Wenn der Staat sich selbst zerlegt

Wie der Verteilungskampf zwischen Bund, Ländern und Kommunen im Stillen eskaliert.

Im Mai 2026 ist eine Idee gescheitert, die auf den ersten Blick harmlos wirkte: Eine steuer- und abgabenfreie Entlastungsprämie von tausend Euro, die Arbeitgeber ihren Beschäftigten freiwillig hätten zahlen können. Geplant von der Bundesregierung. Beschlossen im Bundestag. Abgelehnt vom Bundesrat – also der Kammer der Bundesländer.

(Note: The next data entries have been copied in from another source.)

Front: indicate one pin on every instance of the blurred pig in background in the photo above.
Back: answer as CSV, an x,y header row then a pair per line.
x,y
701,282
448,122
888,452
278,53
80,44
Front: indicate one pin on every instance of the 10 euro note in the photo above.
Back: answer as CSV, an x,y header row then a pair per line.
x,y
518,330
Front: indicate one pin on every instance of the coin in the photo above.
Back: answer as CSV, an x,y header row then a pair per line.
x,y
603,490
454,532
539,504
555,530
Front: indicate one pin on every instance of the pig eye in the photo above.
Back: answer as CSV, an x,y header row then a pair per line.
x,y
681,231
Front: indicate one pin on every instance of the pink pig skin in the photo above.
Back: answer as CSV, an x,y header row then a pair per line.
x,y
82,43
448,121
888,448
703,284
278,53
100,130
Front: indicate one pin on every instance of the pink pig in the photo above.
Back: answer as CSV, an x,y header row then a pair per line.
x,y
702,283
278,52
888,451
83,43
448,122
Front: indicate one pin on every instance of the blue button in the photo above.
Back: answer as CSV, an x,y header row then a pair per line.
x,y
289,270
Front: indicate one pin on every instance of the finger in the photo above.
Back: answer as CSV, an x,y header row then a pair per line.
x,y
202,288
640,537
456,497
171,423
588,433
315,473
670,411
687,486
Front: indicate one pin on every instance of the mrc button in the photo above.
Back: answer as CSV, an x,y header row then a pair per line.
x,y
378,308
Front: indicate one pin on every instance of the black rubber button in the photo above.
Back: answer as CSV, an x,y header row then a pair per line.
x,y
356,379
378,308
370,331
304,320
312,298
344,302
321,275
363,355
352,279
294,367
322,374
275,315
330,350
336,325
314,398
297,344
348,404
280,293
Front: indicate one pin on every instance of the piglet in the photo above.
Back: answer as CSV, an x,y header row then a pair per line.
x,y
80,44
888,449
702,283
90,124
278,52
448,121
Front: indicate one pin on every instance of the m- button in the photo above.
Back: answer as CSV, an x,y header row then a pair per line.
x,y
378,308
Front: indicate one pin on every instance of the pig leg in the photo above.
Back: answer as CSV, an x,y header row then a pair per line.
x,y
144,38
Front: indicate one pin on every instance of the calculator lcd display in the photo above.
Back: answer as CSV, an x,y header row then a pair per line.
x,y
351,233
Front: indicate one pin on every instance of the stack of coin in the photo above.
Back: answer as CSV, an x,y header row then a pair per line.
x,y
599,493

Die Schlagzeile lautete dann: “Söder torpediert eigene Koalition.” Oder: “CSU stellt sich quer.” Es klang nach parteipolitischem Theater. Tatsächlich war es etwas anderes.

Es war ein kleines Lehrstück darüber, wie der deutsche Staat heute im Inneren funktioniert. Nicht über Reformen. Sondern über Verteilungskämpfe.


Die offizielle Erzählung sprach von Parteipolitik. Die ehrlichere Beschreibung lautet: Hier hat eine Staatsebene versucht, mit Geld zu bezahlen, das ihr nicht gehört.

Was die Prämie wirklich war

Auf dem Papier war die Geschichte einfach. Arbeitgeber konnten ihren Beschäftigten freiwillig bis zu tausend Euro zahlen – steuer- und abgabenfrei. Der Bund verzichtete auf die Lohnsteuer, die Sozialkassen auf ihre Beiträge. Den Beschäftigten blieb mehr im Portemonnaie. Den Unternehmen blieb es überlassen, ob sie überhaupt zahlen wollten.

Klingt freundlich. Klingt nach klassischer Entlastung in schwierigen Zeiten.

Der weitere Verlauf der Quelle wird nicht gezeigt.